Au Sinaï, la législation sabbatique est officialisée dans la quatrième parole du Décalogue: “Six jours tu travailleras (pas de fainéants dans les rangs), mais le septième jour shabbat pour l’Éternel (repas familial, et tous à la synagogue le samedi matin). Plutôt cool comme programme. Oublier les soucis, faire un break, revoir un ami, sans penser qu’il s’agit là d’un concurrent professionnel.

En fait, il en est un (ou une d’ailleurs) qui est assez affairé durant ce jour du Seigneur: la ou le rabbin! Lire la parasha par exemple, n’est pas une mince affaire! Il faut bien prononcer les mots, posséder la cantillation idoine, revisiter quelques commentaires ou traductions sur des passages difficiles. Il existe bien des synagogues dans lesquelles la moindre erreur de l’officiant engendre une reprise générale par les fidèles qui ne laissent rien passer. Pour un jeune rabbin, c’est souvent assez stressant!

Le rabbin est un chef d’orchestre

Indépendamment de la préparation liturgique en semaine, personnellement je me lève plus tôt le samedi pour relire la parasha dans le Tikkoun Sofrim, une ou deux fois; une sorte de footing vocal, avant la rencontre synagogale. Cela fait une heure de moins de sommeil par rapport aux autres fidèles qui ne sentent pas le poids de cette responsabilité (et qui, à cette heure de la rosée matinale, se trouvent en phase digestive finale de leur couscous ou leur carpe farcie).

Et puis, il y a l’office à diriger, la drasha à exprimer, qui nous a demandé une bonne préparation en amont. Cette joie d’animer une communauté, de l’instruire de son étude de la semaine s’entend aussi comme un moment solennel de transmission. Si Adam fut un jardinier, le rabbin est un chef d’orchestre, sous son couvre-chef.

Chers lecteurs, lectrices ce sentiment vous a-t-il déjà traversé l’esprit: “Irai-je à l’office ce matin? Je me sens un peu fatigué, la semaine a été pesante, etc.”? – il paraît que ce sont les arguments du mauvais penchant. Eh bien le rabbin n’a pas le droit d’avoir ces états d’âme, car ses fidèles comptent sur lui et, si possible, il doit arriver parmi les premiers. Un rabbin retardataire ça ne fait pas très sérieux!

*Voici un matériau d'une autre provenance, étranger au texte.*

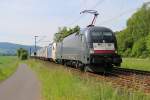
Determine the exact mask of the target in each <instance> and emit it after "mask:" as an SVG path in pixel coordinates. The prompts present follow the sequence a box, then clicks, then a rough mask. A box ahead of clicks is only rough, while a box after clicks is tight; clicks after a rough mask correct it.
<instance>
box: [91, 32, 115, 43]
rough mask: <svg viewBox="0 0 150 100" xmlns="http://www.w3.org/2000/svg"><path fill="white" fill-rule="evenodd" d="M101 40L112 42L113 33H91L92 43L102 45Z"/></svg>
mask: <svg viewBox="0 0 150 100" xmlns="http://www.w3.org/2000/svg"><path fill="white" fill-rule="evenodd" d="M103 40H104V41H105V42H108V43H110V42H113V40H114V39H113V33H112V32H109V31H108V32H102V31H92V32H91V41H92V42H95V43H96V42H98V43H102V42H103Z"/></svg>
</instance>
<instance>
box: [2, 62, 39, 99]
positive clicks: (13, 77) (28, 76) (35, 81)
mask: <svg viewBox="0 0 150 100" xmlns="http://www.w3.org/2000/svg"><path fill="white" fill-rule="evenodd" d="M39 86H40V85H39V81H38V80H37V78H36V76H35V74H34V73H33V72H32V71H31V69H29V68H28V67H27V65H26V64H21V65H20V66H19V67H18V69H17V71H16V72H15V73H14V74H13V75H12V76H11V77H10V78H9V79H7V80H6V81H4V82H2V83H1V84H0V100H40V87H39Z"/></svg>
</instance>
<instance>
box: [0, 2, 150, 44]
mask: <svg viewBox="0 0 150 100" xmlns="http://www.w3.org/2000/svg"><path fill="white" fill-rule="evenodd" d="M148 1H150V0H0V42H11V43H17V44H24V45H34V36H35V35H36V36H38V37H37V41H38V45H40V46H46V45H48V44H49V43H50V42H53V35H54V33H56V32H57V31H58V28H59V27H63V26H67V27H74V26H76V25H79V26H80V27H81V28H84V27H86V26H87V25H88V24H89V23H90V22H91V20H92V18H93V15H90V14H80V12H81V11H83V10H85V9H92V10H97V11H98V12H99V16H98V18H97V21H96V25H97V26H105V27H108V28H111V29H112V30H113V31H119V30H122V29H124V28H125V27H126V21H127V19H128V18H129V17H131V16H132V14H133V13H134V12H136V11H137V10H138V9H139V8H140V7H141V6H142V4H143V3H144V2H148Z"/></svg>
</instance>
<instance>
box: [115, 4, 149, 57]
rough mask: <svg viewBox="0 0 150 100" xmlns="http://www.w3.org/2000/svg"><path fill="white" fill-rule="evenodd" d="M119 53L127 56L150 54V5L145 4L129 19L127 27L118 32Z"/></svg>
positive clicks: (138, 9) (117, 35)
mask: <svg viewBox="0 0 150 100" xmlns="http://www.w3.org/2000/svg"><path fill="white" fill-rule="evenodd" d="M116 34H117V40H118V49H119V53H120V54H121V55H123V56H125V57H142V58H145V57H149V56H150V7H148V6H147V4H144V5H143V6H142V7H141V8H140V9H138V11H137V12H136V13H134V14H133V15H132V16H131V17H130V18H129V19H128V21H127V27H126V28H125V29H124V30H122V31H120V32H116Z"/></svg>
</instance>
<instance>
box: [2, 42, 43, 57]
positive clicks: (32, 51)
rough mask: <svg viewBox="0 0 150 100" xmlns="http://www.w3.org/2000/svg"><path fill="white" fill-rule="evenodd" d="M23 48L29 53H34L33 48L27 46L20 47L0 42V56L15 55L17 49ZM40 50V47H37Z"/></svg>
mask: <svg viewBox="0 0 150 100" xmlns="http://www.w3.org/2000/svg"><path fill="white" fill-rule="evenodd" d="M19 48H24V49H26V50H28V51H29V52H30V48H31V51H32V52H33V51H34V46H28V45H21V44H14V43H8V42H0V55H15V54H16V51H17V49H19ZM37 48H40V47H37Z"/></svg>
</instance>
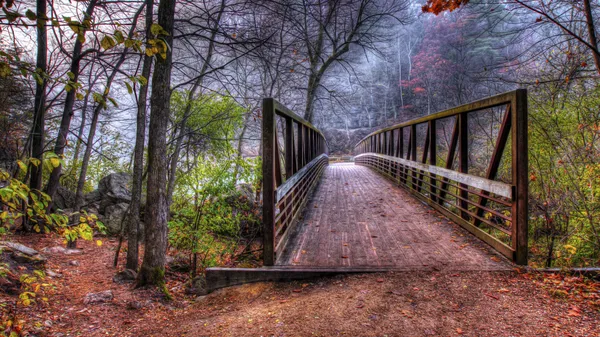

Un autre moment important de la journée sabbatique, le shiour, le cours de Torah. Il peut être donné avant l’office du matin et/ou après, et/ou l’après-midi avant et/ou après minha. En additionnant tous les “et”, cela fera beaucoup d’heures de cours, et donc de préparation.

Si la sieste semble inévitable surtout après l’apport calorique du repas de midi, le rabbin ne peut envisager de prolonger ce moment de quiétude tout l’après-midi – sa conscience professionnelle devrait d’ailleurs lui servir de réveil. En fait, il suit dans ce cas le conseil médical qui affirme que vingt minutes de sieste en journée valent deux heures de sommeil de nuit. Alors, comme dit le Shoulkhan Aroukh, il faut se lever “comme un lion” – si l’auteur du Shoulkhan Aroukh avait été australien, il aurait dit “comme un kangourou”.

Heureusement qu’il reste six jours pour se reposer

C’est dans sa bibliothèque, généralement bien fournie, que le rabbin analyse la parasha de la semaine à la lumière des commentateurs anciens et modernes. Car il sait que l’étude sabbatique est faite d’échanges avec les fidèles qui ne manqueront pas de questions – grâce à Dieu. Plus le shabbat sort tard, et plus la quantité de travail à offrir sera importante.

En dehors de ces moments officiels, il peut y avoir des moments plus officieux lorsqu’un fidèle veut parler au rabbin après l’office ou avant un cours: situation familiale difficile, problème d’éducation, questions religieuses, soutien psychologique parfois. Le rabbin accueillera chacun “avec un bon visage” selon l’enseignement des Pirké Avot. Un rabbin, on en conviendra, travaille beaucoup le shabbat. Heureusement, il lui reste une palette de six jours pour en consacrer un à plus de repos. Un sur six, non pas six sur sept, bien entendu!